I chose a public option health insurance plan when I retired from the USAF in 1995. By the time I started practicing law, I had private options including BCBS. But I stuck with Tricare. Why: Because it was the best option available to me. Tricare, the health care insurance for active and retired military and their families, is a perfect example of a well run public option health insurance with more than adequate coverage for its participants.
If it can be done for DOD folks, there's no reason to think it can't be done for all.
I freely concede that I pay nothing for Tricare Standard coverage (one of three options available to me). In a sense I paid for it with twenty years of service to our country. But it isn't the premium that keeps me here instead of another private health insurance plan. It's the benefits and the standards that make me a Tricare fan. Consider:
- No bureaucrats overriding a doctor's treatment plan because it will cost too much.
- No pre-existing condition restrictions for me or my family
- A reasonable catastrophic cap (i.e., the most co-pay I will shell out each year is 3,000 for my family).
- A choice between military health facilities, in-system, and out of system providers. And it's
my choice, not some insurance clerk thousands of miles away.
And on and on. But I am not trying to sell Tricare, I'm trying to point out that it is possible to have a government managed program (more on that in a moment) that works very, very well. This is what can be available to all Americans if we stick to our guns and tell the majority party in Congress (who is supposed to be on our side) that we want a public option, period.

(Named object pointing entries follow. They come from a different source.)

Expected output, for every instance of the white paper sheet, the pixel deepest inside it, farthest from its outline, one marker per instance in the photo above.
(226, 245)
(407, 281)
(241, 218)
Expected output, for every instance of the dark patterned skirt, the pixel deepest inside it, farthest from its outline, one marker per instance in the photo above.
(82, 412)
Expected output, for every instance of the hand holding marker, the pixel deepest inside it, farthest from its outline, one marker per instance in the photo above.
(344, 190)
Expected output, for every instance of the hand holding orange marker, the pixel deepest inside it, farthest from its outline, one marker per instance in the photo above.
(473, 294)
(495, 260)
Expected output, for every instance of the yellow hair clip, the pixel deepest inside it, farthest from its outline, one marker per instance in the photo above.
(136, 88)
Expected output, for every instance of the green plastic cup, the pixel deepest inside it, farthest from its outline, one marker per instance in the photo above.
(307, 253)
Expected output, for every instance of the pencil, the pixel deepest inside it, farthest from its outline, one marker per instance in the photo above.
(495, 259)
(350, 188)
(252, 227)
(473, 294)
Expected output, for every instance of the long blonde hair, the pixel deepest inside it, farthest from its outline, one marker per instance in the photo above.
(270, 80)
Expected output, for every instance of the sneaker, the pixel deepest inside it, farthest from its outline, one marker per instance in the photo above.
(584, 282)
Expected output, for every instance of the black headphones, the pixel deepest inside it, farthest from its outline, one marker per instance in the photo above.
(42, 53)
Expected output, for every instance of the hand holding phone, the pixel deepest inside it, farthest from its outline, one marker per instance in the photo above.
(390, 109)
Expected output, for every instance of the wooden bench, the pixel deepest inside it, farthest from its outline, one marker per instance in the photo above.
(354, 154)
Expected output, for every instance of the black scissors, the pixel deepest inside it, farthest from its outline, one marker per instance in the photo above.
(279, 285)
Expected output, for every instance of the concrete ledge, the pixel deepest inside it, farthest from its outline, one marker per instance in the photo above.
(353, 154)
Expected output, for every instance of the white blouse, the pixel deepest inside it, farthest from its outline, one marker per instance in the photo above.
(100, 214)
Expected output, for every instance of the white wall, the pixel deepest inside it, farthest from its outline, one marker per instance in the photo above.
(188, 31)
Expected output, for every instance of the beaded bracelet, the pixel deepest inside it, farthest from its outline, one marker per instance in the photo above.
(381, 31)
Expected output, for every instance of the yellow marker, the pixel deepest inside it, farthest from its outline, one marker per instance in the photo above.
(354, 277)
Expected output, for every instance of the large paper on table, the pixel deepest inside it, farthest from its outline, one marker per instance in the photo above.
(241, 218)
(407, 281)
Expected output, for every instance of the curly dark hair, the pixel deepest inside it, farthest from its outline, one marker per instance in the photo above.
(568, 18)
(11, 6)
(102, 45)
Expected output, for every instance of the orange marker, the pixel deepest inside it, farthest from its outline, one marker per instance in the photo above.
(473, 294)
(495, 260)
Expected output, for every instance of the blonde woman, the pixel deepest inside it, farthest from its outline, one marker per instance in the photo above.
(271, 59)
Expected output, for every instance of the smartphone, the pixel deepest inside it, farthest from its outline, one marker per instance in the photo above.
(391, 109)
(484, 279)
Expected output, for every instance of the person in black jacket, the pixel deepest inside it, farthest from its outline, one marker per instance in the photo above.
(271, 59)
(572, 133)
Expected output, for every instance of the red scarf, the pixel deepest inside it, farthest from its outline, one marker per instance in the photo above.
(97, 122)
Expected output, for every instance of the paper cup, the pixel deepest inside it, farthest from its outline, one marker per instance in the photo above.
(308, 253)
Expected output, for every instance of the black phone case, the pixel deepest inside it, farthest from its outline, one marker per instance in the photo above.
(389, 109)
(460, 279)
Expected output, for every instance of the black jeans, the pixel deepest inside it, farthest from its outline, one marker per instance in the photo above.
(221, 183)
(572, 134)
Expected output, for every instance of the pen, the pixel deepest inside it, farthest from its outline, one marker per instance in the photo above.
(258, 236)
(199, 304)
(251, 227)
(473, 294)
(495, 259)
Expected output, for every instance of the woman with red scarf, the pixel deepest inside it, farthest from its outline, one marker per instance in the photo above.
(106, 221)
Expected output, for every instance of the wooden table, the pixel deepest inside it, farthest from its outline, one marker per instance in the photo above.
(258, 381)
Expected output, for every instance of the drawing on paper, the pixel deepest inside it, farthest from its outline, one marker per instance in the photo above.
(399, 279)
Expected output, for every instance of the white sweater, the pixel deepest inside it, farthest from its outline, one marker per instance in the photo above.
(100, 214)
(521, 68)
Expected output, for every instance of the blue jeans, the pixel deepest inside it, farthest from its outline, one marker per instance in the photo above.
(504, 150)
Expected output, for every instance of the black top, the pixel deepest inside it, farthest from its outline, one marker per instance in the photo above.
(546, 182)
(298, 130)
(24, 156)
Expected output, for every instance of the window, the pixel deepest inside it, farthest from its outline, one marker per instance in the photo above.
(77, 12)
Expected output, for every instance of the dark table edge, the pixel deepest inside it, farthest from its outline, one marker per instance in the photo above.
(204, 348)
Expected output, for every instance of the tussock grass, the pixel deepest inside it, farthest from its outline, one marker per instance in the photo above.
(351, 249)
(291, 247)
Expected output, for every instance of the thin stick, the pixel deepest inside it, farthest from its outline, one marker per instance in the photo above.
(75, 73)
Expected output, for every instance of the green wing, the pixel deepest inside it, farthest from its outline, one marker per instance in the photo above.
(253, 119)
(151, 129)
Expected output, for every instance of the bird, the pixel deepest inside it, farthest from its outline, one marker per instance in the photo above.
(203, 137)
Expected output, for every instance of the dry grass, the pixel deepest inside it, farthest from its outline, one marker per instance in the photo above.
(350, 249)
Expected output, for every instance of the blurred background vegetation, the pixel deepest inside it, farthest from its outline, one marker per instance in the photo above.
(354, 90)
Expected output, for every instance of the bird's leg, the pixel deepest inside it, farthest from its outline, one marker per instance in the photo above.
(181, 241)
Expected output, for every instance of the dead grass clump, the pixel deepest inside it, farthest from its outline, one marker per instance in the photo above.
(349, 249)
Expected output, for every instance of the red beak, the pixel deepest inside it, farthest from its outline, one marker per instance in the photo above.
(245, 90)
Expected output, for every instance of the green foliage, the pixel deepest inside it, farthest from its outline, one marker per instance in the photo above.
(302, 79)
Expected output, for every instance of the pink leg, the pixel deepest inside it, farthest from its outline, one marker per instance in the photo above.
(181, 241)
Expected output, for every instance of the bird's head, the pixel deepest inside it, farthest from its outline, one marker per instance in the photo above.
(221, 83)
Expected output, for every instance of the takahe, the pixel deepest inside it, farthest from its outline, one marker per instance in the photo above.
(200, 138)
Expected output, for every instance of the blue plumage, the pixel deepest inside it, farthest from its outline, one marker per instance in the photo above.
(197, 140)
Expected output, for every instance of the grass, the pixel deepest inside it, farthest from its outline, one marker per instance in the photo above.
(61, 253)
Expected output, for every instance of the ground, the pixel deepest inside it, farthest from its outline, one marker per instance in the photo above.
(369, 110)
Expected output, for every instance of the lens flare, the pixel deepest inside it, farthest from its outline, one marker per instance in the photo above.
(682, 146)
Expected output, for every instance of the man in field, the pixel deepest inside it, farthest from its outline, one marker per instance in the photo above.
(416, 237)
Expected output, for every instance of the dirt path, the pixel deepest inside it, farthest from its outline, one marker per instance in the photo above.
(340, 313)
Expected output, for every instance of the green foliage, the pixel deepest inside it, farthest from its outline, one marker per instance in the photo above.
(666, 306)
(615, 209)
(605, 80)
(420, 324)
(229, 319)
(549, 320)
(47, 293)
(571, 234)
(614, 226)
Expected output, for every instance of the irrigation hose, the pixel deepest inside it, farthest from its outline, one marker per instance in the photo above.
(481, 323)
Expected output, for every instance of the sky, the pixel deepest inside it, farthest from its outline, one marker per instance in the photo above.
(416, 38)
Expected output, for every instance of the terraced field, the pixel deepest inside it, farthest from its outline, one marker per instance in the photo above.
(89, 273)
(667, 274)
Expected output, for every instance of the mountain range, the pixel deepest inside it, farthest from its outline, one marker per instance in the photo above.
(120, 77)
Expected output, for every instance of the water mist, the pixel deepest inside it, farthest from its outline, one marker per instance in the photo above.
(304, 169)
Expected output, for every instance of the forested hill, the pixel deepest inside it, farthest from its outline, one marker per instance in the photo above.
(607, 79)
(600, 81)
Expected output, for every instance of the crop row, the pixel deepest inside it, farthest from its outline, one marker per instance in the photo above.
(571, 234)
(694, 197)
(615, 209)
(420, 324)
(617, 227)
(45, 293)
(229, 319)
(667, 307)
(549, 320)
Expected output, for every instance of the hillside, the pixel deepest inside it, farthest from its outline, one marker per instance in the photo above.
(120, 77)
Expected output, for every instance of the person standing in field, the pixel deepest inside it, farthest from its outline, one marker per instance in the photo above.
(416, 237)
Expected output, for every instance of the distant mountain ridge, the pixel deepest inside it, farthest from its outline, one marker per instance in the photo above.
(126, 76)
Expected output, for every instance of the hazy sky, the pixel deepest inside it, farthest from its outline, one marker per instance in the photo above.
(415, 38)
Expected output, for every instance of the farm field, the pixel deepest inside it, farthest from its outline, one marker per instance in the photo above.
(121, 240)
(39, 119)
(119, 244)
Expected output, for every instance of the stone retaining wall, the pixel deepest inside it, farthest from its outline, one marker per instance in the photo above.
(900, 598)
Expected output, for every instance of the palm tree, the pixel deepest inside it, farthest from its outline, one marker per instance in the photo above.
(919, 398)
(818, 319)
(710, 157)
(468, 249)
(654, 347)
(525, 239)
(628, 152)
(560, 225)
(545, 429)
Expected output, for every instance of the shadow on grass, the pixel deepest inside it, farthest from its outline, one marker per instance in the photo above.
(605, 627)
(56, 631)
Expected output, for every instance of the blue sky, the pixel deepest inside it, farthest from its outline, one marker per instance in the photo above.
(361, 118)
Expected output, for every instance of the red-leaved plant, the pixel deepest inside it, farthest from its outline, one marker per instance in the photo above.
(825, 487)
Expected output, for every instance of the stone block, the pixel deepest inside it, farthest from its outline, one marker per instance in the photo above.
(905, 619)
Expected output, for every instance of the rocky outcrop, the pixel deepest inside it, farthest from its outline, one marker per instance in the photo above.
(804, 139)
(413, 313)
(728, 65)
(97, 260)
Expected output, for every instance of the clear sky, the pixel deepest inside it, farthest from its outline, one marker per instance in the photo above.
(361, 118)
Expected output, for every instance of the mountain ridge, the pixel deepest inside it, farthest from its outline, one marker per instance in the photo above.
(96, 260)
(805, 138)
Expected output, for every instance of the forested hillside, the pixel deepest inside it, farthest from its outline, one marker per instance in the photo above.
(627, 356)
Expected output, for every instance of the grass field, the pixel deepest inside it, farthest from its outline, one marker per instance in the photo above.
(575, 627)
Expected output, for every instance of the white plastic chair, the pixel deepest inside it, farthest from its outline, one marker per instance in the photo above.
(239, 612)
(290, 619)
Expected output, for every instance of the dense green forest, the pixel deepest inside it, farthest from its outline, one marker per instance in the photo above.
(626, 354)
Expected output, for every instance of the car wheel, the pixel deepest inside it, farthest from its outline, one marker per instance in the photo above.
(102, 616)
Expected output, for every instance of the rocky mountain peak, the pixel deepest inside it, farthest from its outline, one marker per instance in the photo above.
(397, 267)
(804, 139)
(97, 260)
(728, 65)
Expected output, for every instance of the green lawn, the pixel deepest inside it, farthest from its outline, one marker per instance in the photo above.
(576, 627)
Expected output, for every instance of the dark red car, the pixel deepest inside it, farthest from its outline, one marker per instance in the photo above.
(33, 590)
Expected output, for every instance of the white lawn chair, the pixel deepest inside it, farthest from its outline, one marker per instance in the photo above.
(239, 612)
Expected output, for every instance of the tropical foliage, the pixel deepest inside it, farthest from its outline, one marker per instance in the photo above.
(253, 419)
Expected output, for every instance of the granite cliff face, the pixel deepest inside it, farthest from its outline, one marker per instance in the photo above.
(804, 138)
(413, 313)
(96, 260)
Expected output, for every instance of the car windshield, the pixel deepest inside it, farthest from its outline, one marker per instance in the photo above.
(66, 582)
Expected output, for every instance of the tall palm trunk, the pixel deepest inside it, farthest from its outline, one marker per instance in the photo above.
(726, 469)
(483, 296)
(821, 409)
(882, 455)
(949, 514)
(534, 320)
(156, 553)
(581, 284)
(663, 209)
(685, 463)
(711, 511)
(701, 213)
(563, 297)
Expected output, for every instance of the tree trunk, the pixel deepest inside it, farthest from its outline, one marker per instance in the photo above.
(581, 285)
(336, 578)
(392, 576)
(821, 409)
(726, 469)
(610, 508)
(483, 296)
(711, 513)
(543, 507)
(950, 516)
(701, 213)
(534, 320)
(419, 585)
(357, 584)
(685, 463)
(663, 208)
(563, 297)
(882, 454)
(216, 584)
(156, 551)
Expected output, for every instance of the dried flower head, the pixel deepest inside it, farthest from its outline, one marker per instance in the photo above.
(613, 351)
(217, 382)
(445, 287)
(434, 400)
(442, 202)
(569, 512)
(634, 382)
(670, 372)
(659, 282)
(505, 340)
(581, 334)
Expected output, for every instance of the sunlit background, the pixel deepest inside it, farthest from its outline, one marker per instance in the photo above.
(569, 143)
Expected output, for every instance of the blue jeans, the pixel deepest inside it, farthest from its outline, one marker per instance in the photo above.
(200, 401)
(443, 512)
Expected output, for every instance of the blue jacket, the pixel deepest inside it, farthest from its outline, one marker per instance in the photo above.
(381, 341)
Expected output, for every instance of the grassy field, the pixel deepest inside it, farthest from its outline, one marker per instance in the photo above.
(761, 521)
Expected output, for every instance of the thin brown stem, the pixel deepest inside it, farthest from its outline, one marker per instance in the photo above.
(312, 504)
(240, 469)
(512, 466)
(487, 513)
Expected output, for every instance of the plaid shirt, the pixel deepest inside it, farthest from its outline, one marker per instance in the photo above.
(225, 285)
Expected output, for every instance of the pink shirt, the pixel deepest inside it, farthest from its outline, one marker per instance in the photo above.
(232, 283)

We won the election, folks, on issues like health care. Let's remind the Congress and the White HOuse of that fact. As so many others have already said, let's go to war for what we want.
Oh, one other thing: Tricare is government funded but managed by private corporations on contract. For a number of years my Tricare coverage was managed by a subsidiary of Blue Cross Blue Shield. Imagine that! A public/private joint effort that yields results! See what happens when you actually work on the problem instead of screaming and yelling?